Personalmente non riesco a essere pienamente d’accordo con questa affermazione.
Certamente, l’essere indiano è prima di tutto una dimensione interiore. Ma proprio il conflitto tra la dimensione spirituale e armoniosa, eredità degli antenati, e la vita che conducono in città i personaggi di Non qui, non altrove è la causa del loro disagio.
Uomini e donne, ragazzi e ragazze vivono una vita sovrappeso, segnata da violenze familiari, abuso di alcol e droghe, gravidanze precoci, eternamente sospesi tra il passato e il presente. I genitori abbandonano i figli e non trasmettono loro niente della cultura antica. Nemmeno il nome del popolo da cui discendono. A nulla serve rievocare quel passato con i pow-wow.
Un narrazione a strappi
“Il pow wow è un raduno di nativi del Nord America. La parola deriva da powwaw, che nella lingua della tribù dei Narragansett significa “leader spirituale”. Un powwow moderno è un evento in cui la gente s’incontra per danzare, cantare, socializzare e onorare la cultura degli indiani d’America”. Così Wikipedia.

Il pow-wow che ogni anno si tiene a Oakland, è il centro verso cui convergono le vite dei personaggi di Tommy Orange. Il quale ha il merito, tra l’altro, di aver inventato una struttura narrativa originale. Non so fino a che punto consapevolmente, ma questa struttura conferisce alla narrazione un ritmo particolare: i singoli capitoli sono altrettanti spezzoni della vita dei singoli personaggi. E man mano che la storia precipita verso la conclusione, queste vite s’incontrano, le storie s’intrecciano in un reciproco scoprirsi di destini comuni.

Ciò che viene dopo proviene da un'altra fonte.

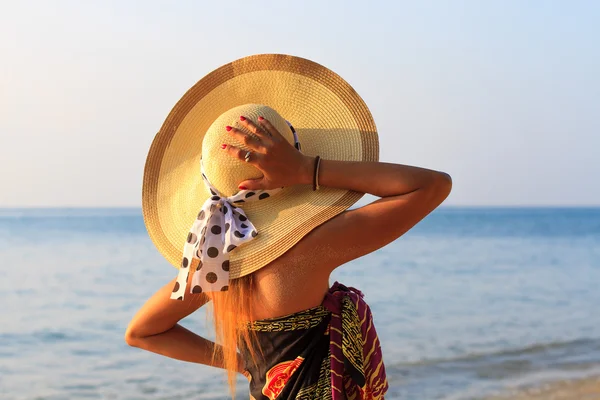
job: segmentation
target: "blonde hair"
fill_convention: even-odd
[[[213,319],[216,346],[213,361],[222,361],[227,371],[227,382],[232,399],[235,398],[236,375],[238,372],[238,348],[246,347],[251,360],[256,363],[256,336],[248,329],[252,320],[251,295],[254,287],[253,275],[231,279],[229,290],[212,294]]]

La storia di Non qui, non altrove in questo modo procede come a strappi, quasi a rimarcare il vero, profondo disagio di chi non ha altro modo di combattere se non annientando se stesso e i suoi fratelli con la violenza, smarrendosi nelle praterie fumose dell’alcol e della droga.
Nulla come l’antica cultura dei nativi è inconciliabile con quella attuale. E non riesco a immaginare un paese più in contraddizione con quella stessa cultura degli Stati Uniti.